Within the mental health framework, what we talked about was very important to understanding the current conversations we were having. Based on the analysis, we divided the data into nine subtopics.
The most number of tweets showed our need to share individual experiences with our communities.
We designed the interface such that each individual tweet can be read upon hover. (Note: we only analysed public tweets, so as to preserve privacy)
The data was thus plotted with respect to emotional categories. This gave a lot of insight into understanding the nuances of the emotional rollercoaster one feels when dealing with mental health issues. The data framework presented was made interactive - the user can click on different classes to understand the distribution of tweets better.
Using the data points categorized into emotions, we further sub categorized them with respect to social dimensions and belonging. Hovering over the colored dots will reveal the exact tweet.

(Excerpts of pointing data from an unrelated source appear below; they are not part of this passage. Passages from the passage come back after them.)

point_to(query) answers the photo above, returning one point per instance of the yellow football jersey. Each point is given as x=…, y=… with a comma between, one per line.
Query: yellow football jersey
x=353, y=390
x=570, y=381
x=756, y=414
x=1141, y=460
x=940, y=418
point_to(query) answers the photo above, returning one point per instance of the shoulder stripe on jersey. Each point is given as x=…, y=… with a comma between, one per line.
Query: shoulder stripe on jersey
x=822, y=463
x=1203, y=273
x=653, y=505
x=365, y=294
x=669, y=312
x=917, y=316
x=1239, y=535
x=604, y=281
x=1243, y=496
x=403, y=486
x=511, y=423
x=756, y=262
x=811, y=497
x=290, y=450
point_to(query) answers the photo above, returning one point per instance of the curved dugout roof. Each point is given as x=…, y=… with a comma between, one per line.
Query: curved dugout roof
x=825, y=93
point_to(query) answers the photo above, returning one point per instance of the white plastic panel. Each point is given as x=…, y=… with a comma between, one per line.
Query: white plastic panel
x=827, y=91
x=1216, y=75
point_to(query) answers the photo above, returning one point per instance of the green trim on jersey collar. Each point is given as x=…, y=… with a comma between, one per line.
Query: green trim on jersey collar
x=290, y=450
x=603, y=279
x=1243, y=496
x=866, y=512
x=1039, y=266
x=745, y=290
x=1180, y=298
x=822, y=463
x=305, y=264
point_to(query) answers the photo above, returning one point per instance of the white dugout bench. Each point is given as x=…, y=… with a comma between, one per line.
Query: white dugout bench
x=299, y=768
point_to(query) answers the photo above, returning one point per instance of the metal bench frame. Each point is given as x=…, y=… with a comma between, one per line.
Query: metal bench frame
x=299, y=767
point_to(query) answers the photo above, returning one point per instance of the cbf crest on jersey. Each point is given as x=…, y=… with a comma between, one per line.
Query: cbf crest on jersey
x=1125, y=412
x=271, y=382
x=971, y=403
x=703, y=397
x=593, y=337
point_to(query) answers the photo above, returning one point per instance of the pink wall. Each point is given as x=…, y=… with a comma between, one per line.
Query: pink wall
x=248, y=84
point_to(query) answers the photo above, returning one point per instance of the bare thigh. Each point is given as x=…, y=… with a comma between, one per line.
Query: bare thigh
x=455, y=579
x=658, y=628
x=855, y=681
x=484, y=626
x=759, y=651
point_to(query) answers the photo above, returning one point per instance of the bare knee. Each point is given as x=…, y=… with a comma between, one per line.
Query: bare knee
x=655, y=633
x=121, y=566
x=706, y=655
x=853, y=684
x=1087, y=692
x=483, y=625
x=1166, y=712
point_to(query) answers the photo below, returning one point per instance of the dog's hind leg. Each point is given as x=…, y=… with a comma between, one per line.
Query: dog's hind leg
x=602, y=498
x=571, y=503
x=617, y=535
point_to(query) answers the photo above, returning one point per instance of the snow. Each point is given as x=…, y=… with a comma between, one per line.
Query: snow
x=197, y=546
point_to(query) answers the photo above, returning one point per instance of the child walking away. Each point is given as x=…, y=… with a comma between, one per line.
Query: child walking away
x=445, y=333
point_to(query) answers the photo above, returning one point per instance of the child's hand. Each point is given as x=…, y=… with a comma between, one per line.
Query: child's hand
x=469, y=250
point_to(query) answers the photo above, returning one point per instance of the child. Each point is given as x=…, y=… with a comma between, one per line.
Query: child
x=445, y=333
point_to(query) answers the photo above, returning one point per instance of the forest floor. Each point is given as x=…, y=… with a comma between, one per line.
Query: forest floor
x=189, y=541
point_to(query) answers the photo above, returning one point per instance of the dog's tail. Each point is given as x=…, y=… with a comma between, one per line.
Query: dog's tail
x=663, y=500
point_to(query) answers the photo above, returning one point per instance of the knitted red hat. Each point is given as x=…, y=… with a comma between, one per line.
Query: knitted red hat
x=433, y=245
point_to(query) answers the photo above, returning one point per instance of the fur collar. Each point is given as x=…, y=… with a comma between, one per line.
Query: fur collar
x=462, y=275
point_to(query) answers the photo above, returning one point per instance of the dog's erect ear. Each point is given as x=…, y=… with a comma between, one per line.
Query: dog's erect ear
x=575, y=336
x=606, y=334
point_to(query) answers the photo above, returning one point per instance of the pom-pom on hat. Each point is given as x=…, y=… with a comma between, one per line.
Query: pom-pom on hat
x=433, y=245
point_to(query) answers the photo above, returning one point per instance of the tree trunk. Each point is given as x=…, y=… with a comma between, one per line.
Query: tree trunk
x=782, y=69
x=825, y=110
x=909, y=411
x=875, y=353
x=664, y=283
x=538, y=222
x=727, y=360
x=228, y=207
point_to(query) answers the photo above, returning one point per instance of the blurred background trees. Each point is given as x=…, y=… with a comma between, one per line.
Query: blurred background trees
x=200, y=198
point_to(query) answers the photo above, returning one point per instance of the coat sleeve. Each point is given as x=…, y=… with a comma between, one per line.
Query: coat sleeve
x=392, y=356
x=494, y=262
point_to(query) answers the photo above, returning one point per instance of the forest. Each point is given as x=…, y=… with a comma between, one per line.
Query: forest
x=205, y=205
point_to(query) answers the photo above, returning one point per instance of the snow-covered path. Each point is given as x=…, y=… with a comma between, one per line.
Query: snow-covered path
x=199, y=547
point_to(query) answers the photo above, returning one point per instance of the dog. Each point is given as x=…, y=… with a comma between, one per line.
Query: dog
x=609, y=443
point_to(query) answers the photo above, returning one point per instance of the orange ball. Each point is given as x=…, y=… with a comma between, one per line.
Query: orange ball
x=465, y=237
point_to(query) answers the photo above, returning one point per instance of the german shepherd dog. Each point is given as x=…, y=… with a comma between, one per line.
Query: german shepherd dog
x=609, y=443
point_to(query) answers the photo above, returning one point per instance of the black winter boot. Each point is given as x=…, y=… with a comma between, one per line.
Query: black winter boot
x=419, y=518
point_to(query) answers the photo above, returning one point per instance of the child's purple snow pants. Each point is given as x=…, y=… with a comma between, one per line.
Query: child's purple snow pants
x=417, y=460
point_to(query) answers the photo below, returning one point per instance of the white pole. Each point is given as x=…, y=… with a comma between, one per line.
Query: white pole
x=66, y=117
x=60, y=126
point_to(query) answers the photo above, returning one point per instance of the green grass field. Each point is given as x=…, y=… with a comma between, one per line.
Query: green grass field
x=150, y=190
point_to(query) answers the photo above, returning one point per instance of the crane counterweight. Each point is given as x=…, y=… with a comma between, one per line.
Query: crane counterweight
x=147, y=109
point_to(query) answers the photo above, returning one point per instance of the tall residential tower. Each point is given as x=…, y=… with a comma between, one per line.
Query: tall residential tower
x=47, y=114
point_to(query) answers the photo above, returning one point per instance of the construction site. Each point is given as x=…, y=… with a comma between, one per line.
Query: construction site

Understand 'how' people talked was also important to identify the strategies people used to talk about while feeling vulnerable. For example, it was very interesting to note the use of satire and sarcasm while talking about one's own emotions.
The interactive framework allows you to see how the tweets group and regroup depending on tone of language.
In the final analysis, tweets were studied with respect to sentiment values using AI and NLP libraries trained on social media data.
75% of the tweets were given a negative sentiment score by the AI model.
The final component in the project was the interactive dashboard where users can input values and tags to categorize the data. This provides an exploratory approach to finding information allowing freedom to navigate the data set by themselves.
This was my final project presented as the graduation thesis during my MFA education in Graphic Design at Penn State University. This project explores the intricacies of mental health and the importance of having more conversations that approach the problem in a scientific and pragmatic way. This project allowed me to experiment with several different techniques to use data to craft and communicate a compelling story.
Along with being able to play with interactive story-telling and narrative techniques using new media, this project helped me learn how to combine multiple components in a project that work together as a system.